Re: Early boot regression from f0551af0213 ("x86/topology: Ignore non-present APIC IDs in a present package")

From: Thomas Gleixner
Date: Thu Apr 25 2024 - 17:42:54 EST


Lyude!

On Thu, Apr 25 2024 at 11:56, Lyude Paul wrote:
> On Thu, 2024-04-25 at 04:11 +0200, Thomas Gleixner wrote:
>>
>> Can you please boot a kernel with the commit in question reverted and
>> add 'possible_cpus=8' to the kernel command line?
>>
>> In theory this should fail too.
>
> Yep - tried booting a kernel with f0551af0213 reverted and
> possible_cpus=8, it definitely looks like that crashes things as well
> in the same way.

Good. That means it's a problem which existed before but went unnoticed.

> Also - it scrolled off the screen before I had a chance to write it
> down, but I'm -fairly- sure I saw some sort of complaint about "16 [or
> some double digit number] processors exceeds max number of 8". Which
> is quite interesting, as this is definitely just a quad core ryzen
> processor with hyperthreading - so there should only be 8 threads.

Right, that's what we saw with the debug patch. The ACPI/MADT table
is clearly bonkers.
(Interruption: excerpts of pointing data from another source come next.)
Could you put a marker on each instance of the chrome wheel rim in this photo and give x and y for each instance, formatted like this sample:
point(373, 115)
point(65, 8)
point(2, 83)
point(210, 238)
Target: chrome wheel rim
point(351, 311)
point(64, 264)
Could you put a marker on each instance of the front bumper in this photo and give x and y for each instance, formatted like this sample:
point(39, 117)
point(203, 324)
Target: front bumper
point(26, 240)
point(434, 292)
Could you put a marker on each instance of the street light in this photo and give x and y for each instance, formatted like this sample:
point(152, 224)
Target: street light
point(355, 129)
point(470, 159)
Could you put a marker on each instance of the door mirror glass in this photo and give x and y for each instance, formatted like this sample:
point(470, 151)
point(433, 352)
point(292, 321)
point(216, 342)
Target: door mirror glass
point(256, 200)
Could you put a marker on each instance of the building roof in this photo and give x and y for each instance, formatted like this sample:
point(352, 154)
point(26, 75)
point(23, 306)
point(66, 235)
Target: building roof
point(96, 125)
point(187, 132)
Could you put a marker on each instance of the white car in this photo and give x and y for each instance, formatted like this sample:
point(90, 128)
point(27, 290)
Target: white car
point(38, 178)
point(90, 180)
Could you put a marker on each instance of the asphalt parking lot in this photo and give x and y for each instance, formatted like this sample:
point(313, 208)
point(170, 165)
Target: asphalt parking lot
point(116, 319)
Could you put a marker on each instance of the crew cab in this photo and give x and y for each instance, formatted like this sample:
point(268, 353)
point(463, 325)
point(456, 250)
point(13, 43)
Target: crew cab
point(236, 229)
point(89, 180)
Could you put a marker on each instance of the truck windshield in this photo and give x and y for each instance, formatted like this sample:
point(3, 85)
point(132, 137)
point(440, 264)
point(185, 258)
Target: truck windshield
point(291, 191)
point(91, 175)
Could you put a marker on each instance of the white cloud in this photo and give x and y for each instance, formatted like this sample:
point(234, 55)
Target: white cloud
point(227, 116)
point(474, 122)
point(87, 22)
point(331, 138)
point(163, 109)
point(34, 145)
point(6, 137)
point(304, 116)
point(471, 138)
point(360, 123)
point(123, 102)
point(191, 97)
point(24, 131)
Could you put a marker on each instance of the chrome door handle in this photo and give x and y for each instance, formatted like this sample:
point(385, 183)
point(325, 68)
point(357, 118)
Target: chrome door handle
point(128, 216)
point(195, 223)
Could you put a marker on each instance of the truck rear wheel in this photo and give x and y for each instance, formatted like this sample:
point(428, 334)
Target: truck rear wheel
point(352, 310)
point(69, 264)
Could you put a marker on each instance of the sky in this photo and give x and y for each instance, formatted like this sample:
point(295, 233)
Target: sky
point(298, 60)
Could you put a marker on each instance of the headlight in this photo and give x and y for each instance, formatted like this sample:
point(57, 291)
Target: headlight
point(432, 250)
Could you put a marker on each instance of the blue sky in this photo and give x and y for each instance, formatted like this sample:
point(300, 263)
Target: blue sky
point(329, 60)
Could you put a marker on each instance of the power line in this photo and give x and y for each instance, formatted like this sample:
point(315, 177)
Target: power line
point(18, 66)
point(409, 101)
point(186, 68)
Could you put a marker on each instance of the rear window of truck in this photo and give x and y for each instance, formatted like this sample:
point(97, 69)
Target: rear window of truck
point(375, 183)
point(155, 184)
The effect of it is that it pretends that the system
has 16 possible CPUs:

[ 0.089381] CPU topo: Allowing 8 present CPUs plus 8 hotplug CPUs

Which in turn changes the sizing of the per CPU data and affects some
other details which depend on the number of possible CPUs.

But that should not matter at all because the system scaling should be
sufficient with 8 CPUs, but it does not for some completely non-obvious
reasons.

Can you please try to increase possible_cpus=N on the command line one
by one and check when it actually starts to "work" again.

One other thing to try is to boot with 'possible_cpus=8' and
'intremap=off' and see whether that makes a difference.

I really have no idea where to look and not having the early boot
messages in case of the fail is not helpful as I can't add meaningful
debug to it.

I just checked: the motherboard has a serial port, so it would be
extremly helpful to hook up a serial cable to this thing and enable
serial console on the kernel command line. That way we might eventually
see information which is emitted before it fails to validate the timer
interrupt.

Thanks,

tglx